Twice in the past two months, federal appeals courts have issued decisions in cases involving the termination of Christian school counseling students from their graduate programs. Both cases involve religious objections to homosexual behavior.
The outcomes, however, were different. In Keeton v. Anderson-Wiley, released Dec. 19, the U.S. Court of Appeals for the Eleventh Circuit ruled against student Jennifer Keeton (see my previous post, Christians, Gays and Academic Freedom). In Ward v. Polite, decided Jan. 27, the Sixth Circuit Court of Appeals ruled in favor of student Julea Ward.
It might appear that the two courts disagreed about how to balance the rights of Christians and gays with respect to counseling and counselor education. The score is now tied at 1-1, it might seem, with the Supreme Court perhaps destined to resolve the conflict between the circuits.
On closer analysis, however, the apparent conflict disappears. Both decisions represent careful efforts to respect and coordinate competing considerations, with the differing outcomes reflecting real differences between the cases.
First, the similarities. Keeton and Ward are both Christians who believe that homosexual behavior is sinful. Both were graduate students in school counseling programs at public universities (in Georgia and Michigan respectively). Both did well academically but were terminated in connection with their potential counseling of gay clients in a required practicum. Both allege violations of their First Amendment freedoms of religion and expression.
There were also similarities in the two opinions. Both courts were explicit that all students have a right to believe whatever they believe and to express their views on topics of class discussion. This includes a right to disagree with prevailing ethical standards.

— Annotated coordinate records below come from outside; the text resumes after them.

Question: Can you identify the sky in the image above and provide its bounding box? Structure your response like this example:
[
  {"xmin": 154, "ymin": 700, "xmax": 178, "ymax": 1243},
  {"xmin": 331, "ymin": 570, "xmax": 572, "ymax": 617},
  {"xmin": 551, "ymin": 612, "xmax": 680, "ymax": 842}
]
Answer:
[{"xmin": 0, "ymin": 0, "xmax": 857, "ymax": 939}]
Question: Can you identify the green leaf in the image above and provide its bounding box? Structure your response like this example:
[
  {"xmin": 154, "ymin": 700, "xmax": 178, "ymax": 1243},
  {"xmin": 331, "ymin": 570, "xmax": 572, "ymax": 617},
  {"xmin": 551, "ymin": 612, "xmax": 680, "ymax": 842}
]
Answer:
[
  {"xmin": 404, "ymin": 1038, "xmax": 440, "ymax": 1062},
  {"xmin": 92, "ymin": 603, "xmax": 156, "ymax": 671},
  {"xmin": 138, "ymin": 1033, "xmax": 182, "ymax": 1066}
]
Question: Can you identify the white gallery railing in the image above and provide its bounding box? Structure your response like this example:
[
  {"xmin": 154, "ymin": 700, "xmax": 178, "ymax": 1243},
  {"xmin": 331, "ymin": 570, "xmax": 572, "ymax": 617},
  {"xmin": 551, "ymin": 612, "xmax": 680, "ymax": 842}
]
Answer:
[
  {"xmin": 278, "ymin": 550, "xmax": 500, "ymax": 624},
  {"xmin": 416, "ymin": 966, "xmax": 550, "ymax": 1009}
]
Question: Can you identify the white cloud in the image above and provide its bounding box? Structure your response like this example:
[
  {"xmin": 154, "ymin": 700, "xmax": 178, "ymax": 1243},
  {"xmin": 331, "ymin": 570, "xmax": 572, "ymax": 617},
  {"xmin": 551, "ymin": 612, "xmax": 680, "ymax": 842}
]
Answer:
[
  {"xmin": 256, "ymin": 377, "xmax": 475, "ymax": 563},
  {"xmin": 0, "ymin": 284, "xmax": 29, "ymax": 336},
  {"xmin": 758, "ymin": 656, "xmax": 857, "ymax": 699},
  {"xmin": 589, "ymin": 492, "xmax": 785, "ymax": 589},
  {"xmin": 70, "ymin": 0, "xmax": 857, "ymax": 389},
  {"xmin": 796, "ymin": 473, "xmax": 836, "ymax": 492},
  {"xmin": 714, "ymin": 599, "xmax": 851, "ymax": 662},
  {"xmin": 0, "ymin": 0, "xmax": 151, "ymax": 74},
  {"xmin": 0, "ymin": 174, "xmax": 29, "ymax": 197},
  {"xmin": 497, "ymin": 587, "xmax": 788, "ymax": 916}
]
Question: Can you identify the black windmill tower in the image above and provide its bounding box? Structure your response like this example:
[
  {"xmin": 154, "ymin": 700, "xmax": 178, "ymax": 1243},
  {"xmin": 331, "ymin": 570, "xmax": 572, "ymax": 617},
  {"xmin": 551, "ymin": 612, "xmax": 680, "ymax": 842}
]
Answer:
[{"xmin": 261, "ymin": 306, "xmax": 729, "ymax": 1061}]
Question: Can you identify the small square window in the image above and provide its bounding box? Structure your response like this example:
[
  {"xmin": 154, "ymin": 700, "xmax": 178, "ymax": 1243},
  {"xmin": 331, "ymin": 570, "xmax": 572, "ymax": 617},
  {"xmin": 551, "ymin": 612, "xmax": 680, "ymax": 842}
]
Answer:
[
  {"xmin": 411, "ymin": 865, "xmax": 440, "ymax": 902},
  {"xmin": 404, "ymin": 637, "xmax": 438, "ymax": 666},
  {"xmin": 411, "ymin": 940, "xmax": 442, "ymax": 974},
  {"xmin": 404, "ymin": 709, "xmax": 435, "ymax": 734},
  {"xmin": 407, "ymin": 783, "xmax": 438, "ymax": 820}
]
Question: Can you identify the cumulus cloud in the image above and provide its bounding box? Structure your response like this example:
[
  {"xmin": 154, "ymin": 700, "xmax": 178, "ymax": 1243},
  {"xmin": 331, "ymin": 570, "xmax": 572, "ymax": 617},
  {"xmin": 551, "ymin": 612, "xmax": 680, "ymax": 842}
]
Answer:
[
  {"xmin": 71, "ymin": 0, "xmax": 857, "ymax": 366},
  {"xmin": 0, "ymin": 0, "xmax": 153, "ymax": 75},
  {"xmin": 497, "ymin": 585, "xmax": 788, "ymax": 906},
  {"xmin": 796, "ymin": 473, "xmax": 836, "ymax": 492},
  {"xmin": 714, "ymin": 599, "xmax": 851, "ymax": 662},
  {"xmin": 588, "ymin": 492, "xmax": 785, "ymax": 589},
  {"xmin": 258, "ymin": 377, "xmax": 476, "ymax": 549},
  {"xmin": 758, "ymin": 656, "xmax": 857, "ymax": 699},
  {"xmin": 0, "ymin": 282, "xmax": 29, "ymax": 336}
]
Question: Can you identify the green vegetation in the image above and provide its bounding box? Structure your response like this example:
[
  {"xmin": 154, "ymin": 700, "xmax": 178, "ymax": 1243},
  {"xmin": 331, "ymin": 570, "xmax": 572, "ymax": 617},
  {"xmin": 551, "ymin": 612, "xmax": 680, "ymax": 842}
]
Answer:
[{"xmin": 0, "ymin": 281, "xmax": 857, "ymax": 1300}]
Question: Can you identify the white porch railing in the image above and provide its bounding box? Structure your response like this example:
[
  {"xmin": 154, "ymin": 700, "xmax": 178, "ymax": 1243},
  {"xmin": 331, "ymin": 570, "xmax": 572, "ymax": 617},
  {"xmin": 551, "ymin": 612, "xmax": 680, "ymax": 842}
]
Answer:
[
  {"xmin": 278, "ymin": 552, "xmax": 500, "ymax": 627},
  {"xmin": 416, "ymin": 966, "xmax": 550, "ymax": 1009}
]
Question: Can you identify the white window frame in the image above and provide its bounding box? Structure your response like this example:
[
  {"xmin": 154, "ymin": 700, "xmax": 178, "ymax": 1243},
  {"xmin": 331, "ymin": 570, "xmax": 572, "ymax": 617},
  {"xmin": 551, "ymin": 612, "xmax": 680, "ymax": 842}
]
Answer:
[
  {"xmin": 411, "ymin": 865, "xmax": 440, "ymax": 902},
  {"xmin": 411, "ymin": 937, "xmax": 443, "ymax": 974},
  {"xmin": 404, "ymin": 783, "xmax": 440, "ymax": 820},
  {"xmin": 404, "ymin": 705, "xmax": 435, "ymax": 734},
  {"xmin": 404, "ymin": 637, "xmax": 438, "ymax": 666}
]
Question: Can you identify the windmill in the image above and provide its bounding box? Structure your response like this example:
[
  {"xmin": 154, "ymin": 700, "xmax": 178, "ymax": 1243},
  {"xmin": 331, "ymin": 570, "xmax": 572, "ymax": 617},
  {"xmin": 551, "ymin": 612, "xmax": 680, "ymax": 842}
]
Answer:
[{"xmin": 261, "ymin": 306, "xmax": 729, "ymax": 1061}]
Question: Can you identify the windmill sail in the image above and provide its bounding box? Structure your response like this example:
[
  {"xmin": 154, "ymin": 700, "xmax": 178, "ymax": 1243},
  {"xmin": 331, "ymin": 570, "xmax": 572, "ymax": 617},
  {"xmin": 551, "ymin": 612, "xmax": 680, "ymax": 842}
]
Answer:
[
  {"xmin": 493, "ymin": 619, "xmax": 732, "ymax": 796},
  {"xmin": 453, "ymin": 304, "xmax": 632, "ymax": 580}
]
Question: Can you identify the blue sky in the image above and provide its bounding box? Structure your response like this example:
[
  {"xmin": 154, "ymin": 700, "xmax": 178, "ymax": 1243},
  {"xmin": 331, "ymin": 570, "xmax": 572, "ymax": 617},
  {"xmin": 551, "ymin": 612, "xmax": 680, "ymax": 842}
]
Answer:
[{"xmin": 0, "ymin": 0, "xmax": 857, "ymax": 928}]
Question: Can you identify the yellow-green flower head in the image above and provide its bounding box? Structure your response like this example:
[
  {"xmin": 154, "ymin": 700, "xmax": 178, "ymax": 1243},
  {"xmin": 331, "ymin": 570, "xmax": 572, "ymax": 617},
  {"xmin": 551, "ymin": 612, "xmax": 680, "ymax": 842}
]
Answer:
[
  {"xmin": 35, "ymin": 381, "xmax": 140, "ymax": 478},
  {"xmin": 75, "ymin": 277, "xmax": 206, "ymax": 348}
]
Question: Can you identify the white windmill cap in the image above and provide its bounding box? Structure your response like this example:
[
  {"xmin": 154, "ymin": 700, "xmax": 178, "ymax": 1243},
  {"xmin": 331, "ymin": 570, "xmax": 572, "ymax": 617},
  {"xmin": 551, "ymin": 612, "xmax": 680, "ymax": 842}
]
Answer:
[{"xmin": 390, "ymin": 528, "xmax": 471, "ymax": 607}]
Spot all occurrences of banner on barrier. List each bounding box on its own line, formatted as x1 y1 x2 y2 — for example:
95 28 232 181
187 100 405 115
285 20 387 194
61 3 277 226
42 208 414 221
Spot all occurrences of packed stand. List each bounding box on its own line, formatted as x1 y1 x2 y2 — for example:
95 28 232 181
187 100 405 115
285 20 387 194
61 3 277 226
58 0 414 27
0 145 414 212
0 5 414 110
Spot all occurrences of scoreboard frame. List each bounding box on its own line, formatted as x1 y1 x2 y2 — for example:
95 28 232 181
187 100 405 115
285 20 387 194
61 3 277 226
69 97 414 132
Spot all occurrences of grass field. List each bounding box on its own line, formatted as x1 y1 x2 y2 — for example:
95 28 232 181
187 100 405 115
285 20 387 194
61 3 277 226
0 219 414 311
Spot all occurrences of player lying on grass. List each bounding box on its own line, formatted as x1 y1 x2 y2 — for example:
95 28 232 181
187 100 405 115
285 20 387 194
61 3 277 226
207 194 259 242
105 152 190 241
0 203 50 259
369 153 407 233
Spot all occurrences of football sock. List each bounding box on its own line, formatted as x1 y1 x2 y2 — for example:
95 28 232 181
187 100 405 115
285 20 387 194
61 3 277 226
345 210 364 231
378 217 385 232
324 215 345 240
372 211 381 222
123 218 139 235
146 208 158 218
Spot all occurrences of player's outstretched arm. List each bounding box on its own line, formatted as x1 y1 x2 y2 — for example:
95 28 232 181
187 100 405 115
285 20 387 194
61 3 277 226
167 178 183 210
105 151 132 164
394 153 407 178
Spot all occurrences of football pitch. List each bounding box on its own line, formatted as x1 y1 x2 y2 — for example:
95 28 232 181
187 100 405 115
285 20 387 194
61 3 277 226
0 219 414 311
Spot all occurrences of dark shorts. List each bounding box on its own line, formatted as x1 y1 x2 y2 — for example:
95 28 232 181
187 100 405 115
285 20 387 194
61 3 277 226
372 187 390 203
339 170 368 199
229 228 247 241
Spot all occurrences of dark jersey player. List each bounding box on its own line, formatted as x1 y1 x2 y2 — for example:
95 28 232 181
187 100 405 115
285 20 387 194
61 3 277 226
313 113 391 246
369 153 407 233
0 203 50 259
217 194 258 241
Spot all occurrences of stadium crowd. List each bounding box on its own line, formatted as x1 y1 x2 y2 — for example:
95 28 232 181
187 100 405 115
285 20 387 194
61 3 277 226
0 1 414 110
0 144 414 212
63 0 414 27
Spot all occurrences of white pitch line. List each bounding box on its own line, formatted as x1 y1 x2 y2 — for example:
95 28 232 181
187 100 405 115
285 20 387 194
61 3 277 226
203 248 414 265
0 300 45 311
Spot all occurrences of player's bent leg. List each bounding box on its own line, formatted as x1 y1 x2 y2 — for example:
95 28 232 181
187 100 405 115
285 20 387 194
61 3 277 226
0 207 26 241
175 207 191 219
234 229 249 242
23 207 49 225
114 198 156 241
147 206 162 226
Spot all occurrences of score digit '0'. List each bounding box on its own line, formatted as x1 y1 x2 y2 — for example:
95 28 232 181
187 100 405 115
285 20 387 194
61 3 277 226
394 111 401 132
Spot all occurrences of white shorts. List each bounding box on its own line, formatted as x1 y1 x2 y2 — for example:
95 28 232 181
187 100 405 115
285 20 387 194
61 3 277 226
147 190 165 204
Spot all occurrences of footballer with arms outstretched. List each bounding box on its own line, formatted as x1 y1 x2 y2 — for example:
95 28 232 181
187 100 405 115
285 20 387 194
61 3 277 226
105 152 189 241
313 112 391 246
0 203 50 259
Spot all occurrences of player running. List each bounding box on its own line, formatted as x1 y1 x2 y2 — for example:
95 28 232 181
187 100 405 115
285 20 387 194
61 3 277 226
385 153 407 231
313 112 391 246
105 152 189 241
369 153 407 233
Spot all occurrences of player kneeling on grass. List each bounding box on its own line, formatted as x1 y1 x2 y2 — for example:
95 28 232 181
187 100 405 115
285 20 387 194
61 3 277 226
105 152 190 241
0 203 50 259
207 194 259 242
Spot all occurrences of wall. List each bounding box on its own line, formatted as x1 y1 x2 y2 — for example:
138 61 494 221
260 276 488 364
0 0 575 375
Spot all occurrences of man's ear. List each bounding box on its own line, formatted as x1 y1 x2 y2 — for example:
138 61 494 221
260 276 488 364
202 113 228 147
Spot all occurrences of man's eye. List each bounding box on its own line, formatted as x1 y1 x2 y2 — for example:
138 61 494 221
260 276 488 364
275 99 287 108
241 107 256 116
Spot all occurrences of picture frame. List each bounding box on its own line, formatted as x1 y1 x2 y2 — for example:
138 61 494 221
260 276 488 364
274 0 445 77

The two courts also agreed that counselor-client interaction is not a forum for free speech but rather reflects a professional relationship subject to the ethical norms of the profession. They agreed, moreover, that student counselors are subject to these norms and that faculty supervisors have the authority and responsibility to enforce ethical norms that are part of the curriculum.
Why, then, the different outcomes? The two cases, explained the Sixth Circuit, differ both procedurally and factually. Keeton had "insisted on a constitutional right to engage in conversion therapy." If a client turned out to be gay she would "tell the client that his behavior is morally wrong and then try to change the client's behavior." Such an approach, both courts agreed, imposes a counselor's values on a client in violation of professional ethics and the counselor education curriculum.
Ward also believes in conversion therapy but did not insist on a right to engage in it as part of her education. She had studied the ethics of counseling in her classes and written about the ethics of referral. When asked to counsel a gay client in practicum, she responded that she could not meet the ethical obligation to "affirm" a same-sex relationship. She asked her faculty supervisor either to refer the client to another student or to permit her to make a referral if relationship issues arose.
The client was referred and Ward was subsequently terminated from the program. In response to her federal lawsuit, the university requested and was granted summary judgment in its favor. Ward appealed to the Sixth Circuit.
Reviewing the record and the law, a three-judge panel of the Sixth Circuit concluded unanimously that the case should go to trial. Although the university claimed it had dismissed Ward because her request to make a referral violated professional ethics, "a reasonable jury could find otherwise."
Specifically, the Sixth Circuit noted that referrals are often permitted in the relevant professional standards and that the program's claim that it did not permit referrals in practicum was not supported by any written policy and arguably was contradicted by its past practice. This was not sufficient to show a violation of the First Amendment by the university but it raised material questions of fact that could only be resolved by a jury.
It remains to be seen how Ward v. Polite will turn out. But that will depend on a jury's interpretation of specific facts, not on a choice between Christians and gays. Keeton v. Anderson-Wiley may have looked like a victory for gays and Ward v. Polite may look like a victory for Christians but both decisions are reasonable efforts to coordinate religious liberty, equal rights, professional ethics and academic freedom.